Category Archives: Gardening

beans!!



Cindy took her pre-K classes outside this week.
They found the beans in the Three Sisters garden.

We have rattlesnake pole beans and Tongue of Fire beans, which both do double-duty: good fresh when they’re not too big, great dried after they’ve been left on the vine.
There are Kentucky Wonder beans out there, too.

Before the kids came out, those  were just Kentucky beans.

It’s the children who brought the wonder.

Garden Workshop

Today we met to plan, these brave teachers and me. They teach kids grades K through 5. They have ideas and energy. So much energy they couldn’t help themselves as we toured the butterfly garden. They started yanking out weeds left and right.

I took my sweet time talking while we were out there. Why turn down helpers?

stepping stones

You can make these without much trouble. The mixture is called hypertufa. It’s basically a light concrete, roughly equal parts Portland cement (for cohesion), coir or sphagnum moss (for texture), and perlite or vermiculite (for volume without weight).  Mix with water and pour into greased containers.

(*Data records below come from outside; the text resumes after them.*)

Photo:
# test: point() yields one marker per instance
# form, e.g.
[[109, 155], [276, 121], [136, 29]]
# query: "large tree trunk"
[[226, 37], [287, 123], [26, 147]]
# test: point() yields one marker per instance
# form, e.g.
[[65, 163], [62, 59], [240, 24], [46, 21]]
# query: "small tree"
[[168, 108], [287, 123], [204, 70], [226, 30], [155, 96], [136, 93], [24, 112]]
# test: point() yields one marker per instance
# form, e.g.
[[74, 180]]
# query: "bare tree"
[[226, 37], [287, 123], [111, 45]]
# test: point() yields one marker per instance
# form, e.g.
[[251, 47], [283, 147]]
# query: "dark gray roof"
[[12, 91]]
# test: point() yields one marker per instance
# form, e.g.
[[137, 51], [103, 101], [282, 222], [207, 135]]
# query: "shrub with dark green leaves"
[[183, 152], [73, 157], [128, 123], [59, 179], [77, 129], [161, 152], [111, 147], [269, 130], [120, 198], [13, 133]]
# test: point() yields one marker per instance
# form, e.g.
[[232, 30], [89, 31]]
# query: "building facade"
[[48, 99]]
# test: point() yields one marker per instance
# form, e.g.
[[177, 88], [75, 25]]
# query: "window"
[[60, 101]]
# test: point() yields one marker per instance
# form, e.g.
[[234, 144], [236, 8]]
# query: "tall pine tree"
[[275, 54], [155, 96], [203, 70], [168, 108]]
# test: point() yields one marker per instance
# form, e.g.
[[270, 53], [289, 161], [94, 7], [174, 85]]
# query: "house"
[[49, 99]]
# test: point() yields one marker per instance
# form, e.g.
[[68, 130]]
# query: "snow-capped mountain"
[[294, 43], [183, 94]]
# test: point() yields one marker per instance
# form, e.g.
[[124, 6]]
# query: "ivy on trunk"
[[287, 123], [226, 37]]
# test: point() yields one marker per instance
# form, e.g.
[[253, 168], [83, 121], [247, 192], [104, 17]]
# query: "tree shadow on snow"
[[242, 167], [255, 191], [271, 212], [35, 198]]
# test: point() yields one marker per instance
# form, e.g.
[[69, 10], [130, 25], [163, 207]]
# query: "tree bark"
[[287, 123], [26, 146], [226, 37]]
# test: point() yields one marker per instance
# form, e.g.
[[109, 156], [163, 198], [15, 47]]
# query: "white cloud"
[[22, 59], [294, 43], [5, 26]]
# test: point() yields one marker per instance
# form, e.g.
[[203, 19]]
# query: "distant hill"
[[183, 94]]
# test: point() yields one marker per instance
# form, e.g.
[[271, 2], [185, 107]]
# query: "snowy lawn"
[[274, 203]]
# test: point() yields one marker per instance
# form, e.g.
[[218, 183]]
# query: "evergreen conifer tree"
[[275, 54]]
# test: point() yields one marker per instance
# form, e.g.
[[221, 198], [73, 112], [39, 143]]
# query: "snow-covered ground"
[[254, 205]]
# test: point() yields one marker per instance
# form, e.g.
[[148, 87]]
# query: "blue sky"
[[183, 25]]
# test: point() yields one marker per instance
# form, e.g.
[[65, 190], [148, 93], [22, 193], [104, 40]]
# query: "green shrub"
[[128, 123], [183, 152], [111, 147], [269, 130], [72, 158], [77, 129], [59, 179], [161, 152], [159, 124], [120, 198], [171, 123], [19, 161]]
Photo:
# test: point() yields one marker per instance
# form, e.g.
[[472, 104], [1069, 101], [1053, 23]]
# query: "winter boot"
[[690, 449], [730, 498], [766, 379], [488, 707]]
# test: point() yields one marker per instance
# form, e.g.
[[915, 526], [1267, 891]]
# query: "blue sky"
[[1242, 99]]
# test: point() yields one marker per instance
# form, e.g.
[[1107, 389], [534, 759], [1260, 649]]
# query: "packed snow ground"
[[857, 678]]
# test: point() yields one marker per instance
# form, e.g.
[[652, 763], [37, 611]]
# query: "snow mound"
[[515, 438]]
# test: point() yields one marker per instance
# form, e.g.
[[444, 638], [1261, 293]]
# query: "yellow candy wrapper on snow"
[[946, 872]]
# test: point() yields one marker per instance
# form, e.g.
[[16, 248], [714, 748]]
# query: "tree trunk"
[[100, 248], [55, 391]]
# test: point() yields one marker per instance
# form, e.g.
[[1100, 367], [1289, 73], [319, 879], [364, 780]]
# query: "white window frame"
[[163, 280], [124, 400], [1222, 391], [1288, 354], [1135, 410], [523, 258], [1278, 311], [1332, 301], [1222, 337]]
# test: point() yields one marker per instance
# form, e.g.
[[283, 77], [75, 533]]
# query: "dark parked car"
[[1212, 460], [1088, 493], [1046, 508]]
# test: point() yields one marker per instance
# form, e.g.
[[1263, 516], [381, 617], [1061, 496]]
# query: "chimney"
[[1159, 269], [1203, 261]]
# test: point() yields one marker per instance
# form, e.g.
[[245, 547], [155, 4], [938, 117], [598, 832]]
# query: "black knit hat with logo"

They have to cure for a few days. Then they have to be rinsed for a couple of weeks to let the lime leach out.

Rachel, Veronica, and Shengnan made these. I made them wear dust masks and gloves when handling the cement.

They do good work.

bindweed

Today I weeded the Three Sisters garden in the playground.

It’s sixty-four mounds of corn, beans, and squash. Some mounds are in better shape than others. We were late digging out the sod, late bringing in compost, and late planting. As a result, the weeds have a leg up. Or, not leg. A root system. And tendrils.

Each mound is two feet across, which leaves lots of room for weeds and grass around each mound to take what inches or miles they can. I uprooted the ragweed and pigweed with sheer force, taking care not to cut myself on the pigweed spines. Crabgrass and nutsedge, lamb’s quarters and plantains–they’re not that hard to pull out.

Today’s bane, however, was bindweed, Convolvulus arvensis, often called “morning glory,” but they’re much smaller than true morning glories. My son’s best kindergarten friend called them “vanilla flowers.” She picked them from their playground by the dozen.

She can have them.

They grow fast, and they twine around everything. The corn was stout enough–it would have been fine without me. The beans were in a twirling fight they might have won. But the squash, the third sister, was the last thing planted, so she’s small. I tried yanking at the bindweed, but ripped one Hubbard seedling right out, and didn’t get the weed at the root. To be safe, I had to unravel the little vines and pinch, over and over.

I will see them again tonight as I fall asleep, I’m sure. I’ll close my eyes and see their arrowhead leaves, and turn, and toss, and probably curse.